Immortality—a prize that has taunted the human spirit throughout the pages of history—is closer than we think. Many different attempts have been made in the area of perpetual preservation of life, but there has been one simple thing in particular, which has assisted me in my personal search through the implications of death--a skull. John Donne once said, "Need I look upon a death's head in a ring, that have one in my face?" I too had marveled at the ease with which a skull could bring about so many different visions of death. Then, one day, while trying to comprehend the concept of eternal life, I found a door to immortality in the very place that called for the complete absence of life--a Jordanian Skull. The skull was taken from the body and resurfaced with plaster. The plaster was then contoured to resemble the face of the deceased. Shells were then placed in the sockets and the visage was then painted or dyed to resemble natural skin tone. Once completed, the skull was then placed on the floor of the house--right above the spot where the body was buried. After learning all this about the skull, I had to ask the question, "Why?" It just doesn't make any sense to take someone's head and plaster it all up just to be placed above the ground--separated from it's body. Then the answer slowly came to me..."The head's not dead!" Actually, the head isn't really alive, it's just sitting there. But the Neo-lithic people must have had a reason for doing this strange thing right? Well they did.

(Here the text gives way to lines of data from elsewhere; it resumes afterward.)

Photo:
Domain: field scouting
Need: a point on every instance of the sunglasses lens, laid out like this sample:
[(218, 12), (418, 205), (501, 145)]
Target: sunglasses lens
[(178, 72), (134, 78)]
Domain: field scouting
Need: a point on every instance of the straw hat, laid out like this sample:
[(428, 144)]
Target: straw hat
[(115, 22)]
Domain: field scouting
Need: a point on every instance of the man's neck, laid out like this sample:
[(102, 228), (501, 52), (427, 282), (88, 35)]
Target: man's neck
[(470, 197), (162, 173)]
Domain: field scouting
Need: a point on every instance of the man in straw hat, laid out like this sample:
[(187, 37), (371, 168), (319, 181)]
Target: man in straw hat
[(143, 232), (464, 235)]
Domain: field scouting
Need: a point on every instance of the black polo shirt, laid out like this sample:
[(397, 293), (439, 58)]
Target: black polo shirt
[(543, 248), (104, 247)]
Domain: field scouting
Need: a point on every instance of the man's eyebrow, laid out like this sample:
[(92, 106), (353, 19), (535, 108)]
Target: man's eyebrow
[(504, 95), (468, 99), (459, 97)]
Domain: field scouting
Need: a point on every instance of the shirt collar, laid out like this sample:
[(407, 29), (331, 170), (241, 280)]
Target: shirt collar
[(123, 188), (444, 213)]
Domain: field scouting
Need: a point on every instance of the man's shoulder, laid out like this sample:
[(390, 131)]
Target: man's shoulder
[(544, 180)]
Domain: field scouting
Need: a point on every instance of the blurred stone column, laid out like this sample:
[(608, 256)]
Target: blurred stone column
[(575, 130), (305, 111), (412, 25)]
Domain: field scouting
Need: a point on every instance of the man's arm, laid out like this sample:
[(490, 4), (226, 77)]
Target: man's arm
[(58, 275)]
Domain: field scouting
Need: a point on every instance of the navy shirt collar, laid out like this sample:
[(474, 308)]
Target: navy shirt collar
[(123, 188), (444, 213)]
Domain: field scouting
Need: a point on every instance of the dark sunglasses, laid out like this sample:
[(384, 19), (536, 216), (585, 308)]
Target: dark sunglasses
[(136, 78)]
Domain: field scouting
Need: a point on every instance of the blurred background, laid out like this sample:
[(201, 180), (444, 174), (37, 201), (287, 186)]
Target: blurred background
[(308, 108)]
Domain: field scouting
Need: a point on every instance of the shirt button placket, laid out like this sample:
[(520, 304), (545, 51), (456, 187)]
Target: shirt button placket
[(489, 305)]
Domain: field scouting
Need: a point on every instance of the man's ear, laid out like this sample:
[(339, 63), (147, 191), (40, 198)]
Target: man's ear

This is where the skull has finally shown me it's true face. The key to immortality is not one of preserving yourself physically, it is one of preparing yourself to be remembered. The purpose of preparing the skull after death was simple--it prepared a place for the soul or spirit of the person to go. And the spirit really did live within the little walls of a plastered skull. The person who died may have physically passed away, but the "spirit" of the person lived mainly on within the skull. The dead go on in the memory of the living—the only hope of spitting in death's eye.

My personal feelings about those who die is not one of remorse or sorrow, but one of, "I'm glad I knew them, they are at peace and I am now the little taxi they'll ride around in." The Jordanian Skull was not so much a spirit trap for the person's soul, it was more a focusing tool used by those around him/her/it to more readily keep the memory alive and kicking. Today, we no longer plaster up people's skulls and keep them on the mantle. Today, we feel it is better to forget and move on—I think not. I strongly feel that we do injustice to those we love by pushing their memory from our minds—burying recollection while stuffing their body six feet under. A skull, one of the last things associated with living, brought me an insight which helped shape my philosophy on death. We do not die completely, we simply start living through the things and people we touched. Like the immortal soul of the Jordanian Skull, I too wish to live in the face of death.